Sudoku recognizer

Alejandro Hernández Cordero (GitHub ID: ahcorde)

This notebook details how to recognize a sudoku puzzle from a picture. We'll make use of simple image processing algorithms (edge detection, thresholds... ) and character recognition using the K-Nearest Neighbors (KNN) algorithm. It is a very simple but effective algorithm for solving multi-class classification problems. This puzzle matrix is a 9x9 array of known numbers 1-9 or 0s where the number is unknown

This ipython notebook is divided into two parts. The first part is related to computer vision and the second part is related to machine learning. To complete this task it is necessary to use a computer vision library, in this case we are going to use OpenCV library.

Introduction

The first thing we need to do is to identify the puzzle. We have some challenges: The lines are not perfect, the black grid lines have similar color as a lot of elements in the image or the small squares are difficult to extract.

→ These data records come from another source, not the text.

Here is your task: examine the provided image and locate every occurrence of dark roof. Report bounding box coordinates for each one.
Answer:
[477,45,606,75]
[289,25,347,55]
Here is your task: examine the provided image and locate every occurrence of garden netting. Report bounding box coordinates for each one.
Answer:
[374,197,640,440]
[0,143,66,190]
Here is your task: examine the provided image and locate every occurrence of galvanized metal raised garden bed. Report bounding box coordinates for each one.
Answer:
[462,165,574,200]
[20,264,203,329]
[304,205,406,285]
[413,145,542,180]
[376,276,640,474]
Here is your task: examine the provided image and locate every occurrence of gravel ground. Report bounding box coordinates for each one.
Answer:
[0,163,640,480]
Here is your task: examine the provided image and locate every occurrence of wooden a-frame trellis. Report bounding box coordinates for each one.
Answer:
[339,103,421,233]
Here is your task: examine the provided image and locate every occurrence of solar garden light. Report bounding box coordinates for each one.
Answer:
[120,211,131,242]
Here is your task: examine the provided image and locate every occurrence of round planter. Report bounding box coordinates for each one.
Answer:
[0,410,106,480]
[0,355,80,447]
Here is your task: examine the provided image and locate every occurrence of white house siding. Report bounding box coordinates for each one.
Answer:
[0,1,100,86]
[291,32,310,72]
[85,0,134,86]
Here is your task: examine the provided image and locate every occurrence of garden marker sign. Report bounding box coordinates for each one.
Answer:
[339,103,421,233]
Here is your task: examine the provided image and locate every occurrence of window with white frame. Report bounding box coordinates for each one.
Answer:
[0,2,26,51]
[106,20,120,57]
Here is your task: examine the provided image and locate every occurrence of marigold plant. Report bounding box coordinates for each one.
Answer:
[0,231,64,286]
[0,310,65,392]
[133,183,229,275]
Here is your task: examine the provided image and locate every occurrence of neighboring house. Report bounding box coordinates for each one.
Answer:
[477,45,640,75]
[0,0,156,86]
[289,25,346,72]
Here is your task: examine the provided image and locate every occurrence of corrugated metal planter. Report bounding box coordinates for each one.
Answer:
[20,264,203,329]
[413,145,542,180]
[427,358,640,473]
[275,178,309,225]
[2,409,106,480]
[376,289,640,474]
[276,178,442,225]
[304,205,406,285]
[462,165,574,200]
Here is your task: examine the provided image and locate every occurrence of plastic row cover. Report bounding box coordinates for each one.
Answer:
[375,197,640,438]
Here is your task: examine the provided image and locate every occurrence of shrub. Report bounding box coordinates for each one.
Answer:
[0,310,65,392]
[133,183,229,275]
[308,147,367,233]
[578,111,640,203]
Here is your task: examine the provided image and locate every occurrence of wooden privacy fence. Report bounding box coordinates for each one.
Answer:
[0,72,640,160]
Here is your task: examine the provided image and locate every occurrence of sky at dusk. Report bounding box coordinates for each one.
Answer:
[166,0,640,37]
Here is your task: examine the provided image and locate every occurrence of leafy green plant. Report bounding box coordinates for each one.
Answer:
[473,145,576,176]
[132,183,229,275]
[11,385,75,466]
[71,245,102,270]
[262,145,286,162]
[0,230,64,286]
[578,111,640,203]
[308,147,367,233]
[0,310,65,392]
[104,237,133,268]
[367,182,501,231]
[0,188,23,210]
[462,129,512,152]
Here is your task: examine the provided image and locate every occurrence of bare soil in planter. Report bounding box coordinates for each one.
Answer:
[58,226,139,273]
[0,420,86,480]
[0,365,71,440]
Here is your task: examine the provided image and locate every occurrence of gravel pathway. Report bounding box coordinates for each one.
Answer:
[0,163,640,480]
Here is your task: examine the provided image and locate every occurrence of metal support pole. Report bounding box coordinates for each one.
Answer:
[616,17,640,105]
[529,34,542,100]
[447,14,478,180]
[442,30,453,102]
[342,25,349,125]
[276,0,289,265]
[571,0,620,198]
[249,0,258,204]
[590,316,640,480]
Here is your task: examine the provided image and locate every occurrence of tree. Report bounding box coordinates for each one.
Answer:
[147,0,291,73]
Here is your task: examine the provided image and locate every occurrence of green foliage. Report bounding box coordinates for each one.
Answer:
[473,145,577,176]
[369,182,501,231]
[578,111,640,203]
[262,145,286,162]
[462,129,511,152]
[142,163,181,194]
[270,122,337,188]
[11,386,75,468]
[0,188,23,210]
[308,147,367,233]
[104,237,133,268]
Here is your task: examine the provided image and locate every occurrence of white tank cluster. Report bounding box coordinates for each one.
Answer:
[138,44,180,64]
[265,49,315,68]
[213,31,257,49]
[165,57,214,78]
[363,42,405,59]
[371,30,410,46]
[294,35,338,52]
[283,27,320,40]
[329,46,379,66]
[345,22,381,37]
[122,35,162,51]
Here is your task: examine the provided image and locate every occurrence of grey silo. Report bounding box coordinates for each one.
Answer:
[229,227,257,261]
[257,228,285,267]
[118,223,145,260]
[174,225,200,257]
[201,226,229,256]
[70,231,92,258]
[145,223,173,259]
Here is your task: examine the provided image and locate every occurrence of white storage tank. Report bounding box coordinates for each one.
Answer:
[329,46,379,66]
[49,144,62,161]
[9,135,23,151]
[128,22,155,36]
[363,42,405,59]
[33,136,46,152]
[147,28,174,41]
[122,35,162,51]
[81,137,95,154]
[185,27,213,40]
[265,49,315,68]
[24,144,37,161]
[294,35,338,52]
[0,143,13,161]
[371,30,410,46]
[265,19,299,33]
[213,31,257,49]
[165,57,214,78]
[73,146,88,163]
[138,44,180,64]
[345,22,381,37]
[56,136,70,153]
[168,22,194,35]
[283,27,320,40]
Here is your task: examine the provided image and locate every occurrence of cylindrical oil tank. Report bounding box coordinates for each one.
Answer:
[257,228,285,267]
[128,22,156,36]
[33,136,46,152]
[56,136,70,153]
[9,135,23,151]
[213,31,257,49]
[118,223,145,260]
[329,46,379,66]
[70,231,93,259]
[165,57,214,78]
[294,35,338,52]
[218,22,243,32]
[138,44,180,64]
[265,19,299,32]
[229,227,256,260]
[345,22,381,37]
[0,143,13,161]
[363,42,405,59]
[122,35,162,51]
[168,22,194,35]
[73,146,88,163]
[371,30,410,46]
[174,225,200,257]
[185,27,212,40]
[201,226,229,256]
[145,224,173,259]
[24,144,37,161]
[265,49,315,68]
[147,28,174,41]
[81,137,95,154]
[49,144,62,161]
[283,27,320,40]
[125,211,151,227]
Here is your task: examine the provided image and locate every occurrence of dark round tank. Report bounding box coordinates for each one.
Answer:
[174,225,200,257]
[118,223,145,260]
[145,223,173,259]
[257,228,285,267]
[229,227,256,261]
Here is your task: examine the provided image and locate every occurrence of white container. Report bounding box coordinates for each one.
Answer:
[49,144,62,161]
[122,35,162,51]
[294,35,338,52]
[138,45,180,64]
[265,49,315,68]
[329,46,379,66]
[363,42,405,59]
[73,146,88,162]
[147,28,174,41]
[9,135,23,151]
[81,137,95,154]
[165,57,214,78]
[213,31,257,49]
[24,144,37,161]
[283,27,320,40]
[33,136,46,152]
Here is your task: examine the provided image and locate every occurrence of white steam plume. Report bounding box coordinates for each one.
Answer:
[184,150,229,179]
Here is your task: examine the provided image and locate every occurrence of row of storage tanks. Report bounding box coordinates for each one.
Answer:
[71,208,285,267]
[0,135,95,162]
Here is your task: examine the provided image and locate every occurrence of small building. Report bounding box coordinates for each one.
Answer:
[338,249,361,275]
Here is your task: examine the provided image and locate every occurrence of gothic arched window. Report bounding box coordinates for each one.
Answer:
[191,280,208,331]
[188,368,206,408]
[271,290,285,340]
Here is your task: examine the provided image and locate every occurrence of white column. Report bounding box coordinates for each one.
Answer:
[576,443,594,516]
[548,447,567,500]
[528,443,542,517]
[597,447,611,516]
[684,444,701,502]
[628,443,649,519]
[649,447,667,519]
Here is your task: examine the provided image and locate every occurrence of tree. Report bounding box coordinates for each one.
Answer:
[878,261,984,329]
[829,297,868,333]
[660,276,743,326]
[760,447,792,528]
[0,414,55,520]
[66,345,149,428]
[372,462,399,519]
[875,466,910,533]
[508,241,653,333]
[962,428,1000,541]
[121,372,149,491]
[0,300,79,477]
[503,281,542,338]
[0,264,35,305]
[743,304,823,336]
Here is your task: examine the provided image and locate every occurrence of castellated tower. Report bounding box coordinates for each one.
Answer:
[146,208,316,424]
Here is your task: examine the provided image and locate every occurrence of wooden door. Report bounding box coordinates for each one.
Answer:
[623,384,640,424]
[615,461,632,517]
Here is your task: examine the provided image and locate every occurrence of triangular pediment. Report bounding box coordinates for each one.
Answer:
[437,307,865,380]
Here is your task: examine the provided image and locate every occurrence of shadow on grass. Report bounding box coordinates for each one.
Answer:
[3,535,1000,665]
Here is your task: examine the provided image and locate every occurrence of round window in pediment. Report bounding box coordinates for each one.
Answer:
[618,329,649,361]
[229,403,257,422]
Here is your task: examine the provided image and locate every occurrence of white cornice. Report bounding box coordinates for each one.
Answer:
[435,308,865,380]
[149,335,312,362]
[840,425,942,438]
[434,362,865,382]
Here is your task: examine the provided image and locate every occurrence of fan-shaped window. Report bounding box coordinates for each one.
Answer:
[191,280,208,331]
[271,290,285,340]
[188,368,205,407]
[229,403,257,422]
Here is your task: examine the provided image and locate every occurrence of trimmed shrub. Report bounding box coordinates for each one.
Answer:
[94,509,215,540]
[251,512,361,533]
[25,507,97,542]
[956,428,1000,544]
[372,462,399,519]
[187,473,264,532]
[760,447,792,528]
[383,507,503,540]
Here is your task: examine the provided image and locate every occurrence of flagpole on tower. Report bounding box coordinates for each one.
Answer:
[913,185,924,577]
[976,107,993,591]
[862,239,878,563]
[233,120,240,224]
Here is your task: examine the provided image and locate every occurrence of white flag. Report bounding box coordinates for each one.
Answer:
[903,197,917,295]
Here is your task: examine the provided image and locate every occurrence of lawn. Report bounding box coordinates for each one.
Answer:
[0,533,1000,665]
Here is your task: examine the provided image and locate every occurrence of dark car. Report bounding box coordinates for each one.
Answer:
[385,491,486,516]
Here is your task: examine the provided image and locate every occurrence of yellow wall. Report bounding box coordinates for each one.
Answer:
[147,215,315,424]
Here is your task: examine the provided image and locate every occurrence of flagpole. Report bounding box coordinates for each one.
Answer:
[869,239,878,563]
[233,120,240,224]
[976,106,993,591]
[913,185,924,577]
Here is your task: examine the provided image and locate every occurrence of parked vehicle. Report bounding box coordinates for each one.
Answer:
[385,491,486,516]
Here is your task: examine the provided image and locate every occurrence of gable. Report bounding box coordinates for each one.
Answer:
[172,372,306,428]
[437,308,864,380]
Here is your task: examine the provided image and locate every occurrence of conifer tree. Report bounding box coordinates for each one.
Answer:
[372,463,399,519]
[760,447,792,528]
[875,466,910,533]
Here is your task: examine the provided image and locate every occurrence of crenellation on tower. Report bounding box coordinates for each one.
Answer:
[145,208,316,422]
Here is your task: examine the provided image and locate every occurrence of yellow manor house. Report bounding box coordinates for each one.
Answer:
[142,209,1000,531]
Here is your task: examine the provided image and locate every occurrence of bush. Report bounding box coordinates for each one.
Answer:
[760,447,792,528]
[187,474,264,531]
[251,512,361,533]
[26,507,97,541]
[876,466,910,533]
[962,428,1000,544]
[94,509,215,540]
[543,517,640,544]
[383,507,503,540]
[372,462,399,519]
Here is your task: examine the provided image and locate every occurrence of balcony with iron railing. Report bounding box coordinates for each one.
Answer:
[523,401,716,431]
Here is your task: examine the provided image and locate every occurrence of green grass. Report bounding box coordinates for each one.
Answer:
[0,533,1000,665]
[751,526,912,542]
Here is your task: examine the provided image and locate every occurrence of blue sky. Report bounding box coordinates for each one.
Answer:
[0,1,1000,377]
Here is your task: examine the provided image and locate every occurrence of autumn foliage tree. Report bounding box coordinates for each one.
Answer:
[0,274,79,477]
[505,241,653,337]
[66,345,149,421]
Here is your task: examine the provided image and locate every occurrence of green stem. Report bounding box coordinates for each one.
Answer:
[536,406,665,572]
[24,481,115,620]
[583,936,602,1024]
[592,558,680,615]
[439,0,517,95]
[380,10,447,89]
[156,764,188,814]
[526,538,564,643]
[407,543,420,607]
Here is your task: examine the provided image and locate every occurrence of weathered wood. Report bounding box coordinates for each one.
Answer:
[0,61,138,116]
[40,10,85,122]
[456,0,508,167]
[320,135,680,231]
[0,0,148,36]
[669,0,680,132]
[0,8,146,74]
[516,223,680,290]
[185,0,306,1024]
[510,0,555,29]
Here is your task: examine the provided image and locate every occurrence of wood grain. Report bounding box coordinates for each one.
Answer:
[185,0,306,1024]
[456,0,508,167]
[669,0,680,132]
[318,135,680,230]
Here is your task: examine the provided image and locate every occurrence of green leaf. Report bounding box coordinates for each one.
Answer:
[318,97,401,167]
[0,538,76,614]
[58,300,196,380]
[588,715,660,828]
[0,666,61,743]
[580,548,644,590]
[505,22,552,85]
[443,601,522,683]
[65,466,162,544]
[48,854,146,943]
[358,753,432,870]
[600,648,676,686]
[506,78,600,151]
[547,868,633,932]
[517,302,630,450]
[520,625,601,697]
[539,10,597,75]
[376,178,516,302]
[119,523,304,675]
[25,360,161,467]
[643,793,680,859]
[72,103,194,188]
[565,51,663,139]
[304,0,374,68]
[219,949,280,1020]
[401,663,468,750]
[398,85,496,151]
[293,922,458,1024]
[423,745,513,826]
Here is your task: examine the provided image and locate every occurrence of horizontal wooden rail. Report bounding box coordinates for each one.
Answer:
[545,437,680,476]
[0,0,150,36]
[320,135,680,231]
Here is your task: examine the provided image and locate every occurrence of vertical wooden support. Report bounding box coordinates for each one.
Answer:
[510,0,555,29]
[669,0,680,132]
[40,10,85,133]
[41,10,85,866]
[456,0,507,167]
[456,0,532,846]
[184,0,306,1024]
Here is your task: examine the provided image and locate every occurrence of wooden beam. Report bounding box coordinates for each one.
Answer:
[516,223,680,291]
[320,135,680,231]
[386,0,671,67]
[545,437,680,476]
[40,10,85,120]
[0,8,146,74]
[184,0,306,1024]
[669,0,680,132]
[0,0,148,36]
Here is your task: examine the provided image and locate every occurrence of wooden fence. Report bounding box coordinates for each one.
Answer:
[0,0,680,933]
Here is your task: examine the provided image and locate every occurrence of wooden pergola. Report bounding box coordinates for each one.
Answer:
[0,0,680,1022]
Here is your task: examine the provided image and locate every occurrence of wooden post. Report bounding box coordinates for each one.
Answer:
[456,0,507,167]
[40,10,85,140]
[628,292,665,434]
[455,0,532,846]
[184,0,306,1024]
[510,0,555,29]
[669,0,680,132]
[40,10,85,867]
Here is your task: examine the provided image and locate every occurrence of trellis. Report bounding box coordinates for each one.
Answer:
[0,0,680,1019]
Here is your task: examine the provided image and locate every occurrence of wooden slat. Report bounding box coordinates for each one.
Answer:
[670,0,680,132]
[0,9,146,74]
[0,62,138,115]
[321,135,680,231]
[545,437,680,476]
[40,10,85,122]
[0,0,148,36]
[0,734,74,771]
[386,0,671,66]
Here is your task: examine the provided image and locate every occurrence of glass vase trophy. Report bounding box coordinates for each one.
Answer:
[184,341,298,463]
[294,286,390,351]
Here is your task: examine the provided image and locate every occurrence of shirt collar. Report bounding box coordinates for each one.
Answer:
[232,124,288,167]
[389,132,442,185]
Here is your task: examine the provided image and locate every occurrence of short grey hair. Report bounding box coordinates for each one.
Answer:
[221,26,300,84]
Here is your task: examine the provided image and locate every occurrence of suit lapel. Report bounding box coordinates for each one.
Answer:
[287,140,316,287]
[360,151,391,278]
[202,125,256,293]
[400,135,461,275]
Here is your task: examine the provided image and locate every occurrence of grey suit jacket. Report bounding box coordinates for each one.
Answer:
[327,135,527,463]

To simplify the problem we assumed: the puzzle is the biggest square in the image and the puzzle will be orientated reasonably correctly.

In the next picture you can see a sudoku puzzle in a newspaper. To load the image it's used imread.


In [ ]:
%matplotlib inline
import pylab as pl
#import Opencv library
try:
    import cv2
except ImportError:
    print "You must have OpenCV installed"
    
#load image
image_sudoku_original = cv2.imread('../../../data/ocr/sudoku.jpg')
#Show Images
_=pl.imshow(image_sudoku_original) 
_=pl.axis("off")

Step 1: Segmenting the Sudoku

Once we have read the image we have to detect the lines. For this task, It used an adaptativeThreshold to extract the edge of the image (for each pixel in the image take the average value of the surrounding area). This function accepts a gray scale image, with the function cvtColor we change the color space (from RGB to gray scale). In this picture it's possible to see letters, lines or numbers. Light pixels are the paper and dark pixels are the ink.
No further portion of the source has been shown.